Its last minute decision, made in a closed-door meeting last week, flies in the face of not only municipal staff's recommendations but also against support from the Mature Action Committee (MAC), which has long been lobbying for seniors housing in Whistler.

"I was surprised and disappointed, no question about it, because we have been working on this project for a long time," said MAC president Gord Leidal.

"We thought it was a great project."

The project, called The Woods, was slated for the heart of the new Rainbow subdivision.

Developer Rod Nadeau proposed a two-building project on Lots 10 and 11 that would mix both price-restricted and market seniors housing together.

The design was done in consultation with MAC members over the course of a year and a half.

The average price for a restricted unit in the apartment buildings was $370 per square foot.

"We rejected that pricing," said Chris Quinlan, speaking on behalf of council.

"That product wasn't something that will allow us to achieve our goal of the housing authority and that is that we want people to be able to transition through their entire time in Whistler inside of WHA (Whistler Housing Authority) inventory."

He explained that while some seniors may be able to sell market lots and buy a seniors' home at $370 per square foot, those moving through price- restricted WHA product would have difficulty buying in at a price that high.

"I think the majority of the people on MAC that are willing to purchase at that level are able to cash out of the place that they've had for 20 or 30 years. And what we're really looking towards is the future," said Quinlan.

He pointed to the new WHA apartment building at the athletes' village (Cheakamus Crossing) that came in at roughly $260 per square foot. Like Rainbow's $370 per square foot price, that athletes' village price does not include the price of the serviced land.

But developer Rod Nadeau takes issue with that comparison, saying that the athletes' village wasn't just built on free serviced land but had other subsidies too. Specifically, there were contributions from Olympic organizers and the municipality totaling about $45 million. As well, more than $30 million from the sale of market lots and townhouses will subsidize the employee housing.

Rainbow, by comparison, was given residential zoning as part of its development approval to help subsidize the cost of developing the mainly employee housing subdivision.

"We're building for about the same price as the athletes' village was being built at we just didn't have a $100 square foot subsidy from VANOC (the Vancouver Organizing Committee for the 2010 Winter Games) and the municipality through the taxpayers," said Nadeau.

Joe Redmond, president of the Whistler Development Corp., which built the athletes' village, confirmed that the $260 per square foot price was the amount that the units were sold for and not the true value of the construction. And while the financial contributions largely paid to service the athletes' village site, the market housing will subsidize the cost of the employee housing, allowing the municipality to sell the development at the $250 per square foot cost.

"Council is talking about what the building should sell for; Rainbow is talking about what it costs to build," explained Redmond.

Rainbow's design also includes concrete underground parking, which adds significantly to the cost of construction. That component was included after consultation with MAC members.

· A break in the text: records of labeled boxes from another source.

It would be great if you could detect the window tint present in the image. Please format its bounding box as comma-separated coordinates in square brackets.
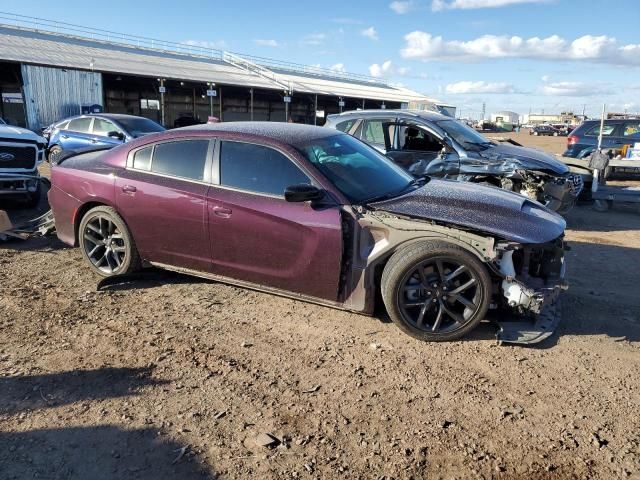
[398, 126, 444, 152]
[336, 120, 356, 132]
[93, 118, 119, 137]
[133, 147, 153, 170]
[67, 118, 93, 133]
[151, 140, 209, 181]
[586, 123, 616, 137]
[622, 122, 640, 139]
[220, 142, 311, 196]
[362, 120, 385, 145]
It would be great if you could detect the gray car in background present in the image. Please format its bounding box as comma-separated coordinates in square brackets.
[325, 110, 583, 213]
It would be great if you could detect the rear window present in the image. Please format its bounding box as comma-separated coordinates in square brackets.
[336, 120, 356, 132]
[622, 122, 640, 139]
[585, 123, 616, 137]
[66, 118, 93, 133]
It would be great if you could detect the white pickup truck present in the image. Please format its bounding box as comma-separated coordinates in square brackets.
[0, 120, 47, 207]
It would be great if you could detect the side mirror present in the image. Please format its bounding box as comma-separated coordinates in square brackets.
[284, 183, 324, 202]
[107, 131, 124, 140]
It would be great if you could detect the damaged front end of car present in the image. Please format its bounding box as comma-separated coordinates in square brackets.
[493, 237, 569, 344]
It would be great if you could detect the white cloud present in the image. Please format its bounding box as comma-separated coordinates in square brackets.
[360, 27, 378, 40]
[389, 0, 413, 15]
[331, 17, 364, 25]
[302, 33, 327, 45]
[180, 40, 229, 50]
[431, 0, 549, 12]
[400, 31, 640, 66]
[540, 82, 612, 97]
[253, 38, 280, 48]
[369, 60, 409, 78]
[445, 81, 516, 95]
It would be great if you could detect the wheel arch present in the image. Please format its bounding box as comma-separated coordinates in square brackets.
[73, 200, 115, 247]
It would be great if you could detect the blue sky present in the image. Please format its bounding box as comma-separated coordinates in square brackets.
[3, 0, 640, 118]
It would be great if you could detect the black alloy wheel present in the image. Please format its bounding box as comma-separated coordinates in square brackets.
[382, 241, 491, 341]
[78, 207, 140, 277]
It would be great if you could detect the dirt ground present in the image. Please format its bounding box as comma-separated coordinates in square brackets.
[0, 134, 640, 480]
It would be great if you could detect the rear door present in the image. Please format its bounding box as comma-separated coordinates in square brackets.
[207, 140, 342, 301]
[59, 117, 93, 150]
[116, 138, 213, 271]
[387, 121, 460, 176]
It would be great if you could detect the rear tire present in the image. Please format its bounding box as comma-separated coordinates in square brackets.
[78, 206, 141, 277]
[381, 240, 492, 341]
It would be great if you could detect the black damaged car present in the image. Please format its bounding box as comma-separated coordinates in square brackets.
[325, 110, 583, 214]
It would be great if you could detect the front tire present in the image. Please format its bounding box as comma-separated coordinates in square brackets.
[47, 145, 62, 163]
[381, 240, 491, 341]
[78, 206, 141, 277]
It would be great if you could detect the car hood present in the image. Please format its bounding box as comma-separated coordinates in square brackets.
[467, 144, 569, 175]
[0, 125, 47, 144]
[370, 179, 566, 243]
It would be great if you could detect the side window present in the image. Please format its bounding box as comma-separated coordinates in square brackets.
[151, 140, 209, 181]
[585, 123, 616, 137]
[67, 117, 93, 133]
[133, 146, 153, 170]
[93, 118, 120, 137]
[336, 120, 356, 132]
[398, 126, 443, 152]
[361, 120, 385, 145]
[622, 122, 640, 139]
[220, 142, 311, 196]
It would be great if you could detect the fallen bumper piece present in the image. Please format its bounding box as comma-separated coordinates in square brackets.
[0, 210, 55, 241]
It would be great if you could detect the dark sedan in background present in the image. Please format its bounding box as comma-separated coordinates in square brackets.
[42, 113, 164, 158]
[563, 119, 640, 158]
[49, 122, 565, 341]
[325, 110, 583, 213]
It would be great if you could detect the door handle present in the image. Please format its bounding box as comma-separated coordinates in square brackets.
[211, 206, 232, 218]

"Underground parking is an absolute must for most seniors," said Leidal.

As per the Rainbow agreement, the municipality had the right to purchase Lot 10 of the seniors housing component for $10, which it exercised last week.

It remains to be seen how much the municipality can build a price-restricted seniors complex for on Lot 10. It is now exploring its options through the WHA.

Two years ago Redmond built a four-storey basic apartment building at the athletes' village for $260 per square foot. That did not include underground parking.

"That's going to be the minimum price that they're going to build that building for without underground parking," he said.

Nadeau said he was surprised by council's decision, not only because it came after he already had the development permit for the project but also because he followed the criteria set out in the housing agreement with the municipality. That agreement outlined the hard and soft costs of the project plus a 7.5 per cent overhead.

That's exactly what he said he did.

"They changed the game at the 11 th hour," said the Rainbow developer.

"And they allowed us to continue down this road for a year and a half."

He estimates he has spent a couple of hundred thousand dollars on designing and developing the project thus far.

Nadeau now intends to move ahead with a 22-unit seniors market development on Lot 11. That development, to be built by Nadeau's Innovation Building Group, will be offered to Whistler seniors first. After 90 days it will be offered to the open market.

Prices start at $269,900 for a 600 square foot unit and go to $835,000 for a 1,600 plus square foot unit.

Occupancy is planned for the fall/winter 2011/2012.

"I know that members of council have the very best of intentions, as they hope to find alternative ways to deliver some less expensive housing on Lot 10," said Leidal. "I wish them success, and we at MAC look forward to being part of that process. In the meantime I understand that the Innovation Building Group is prepared to proceed with the remainder of the development on Lot 11, and it is my hope that this project will also reach a successful conclusion."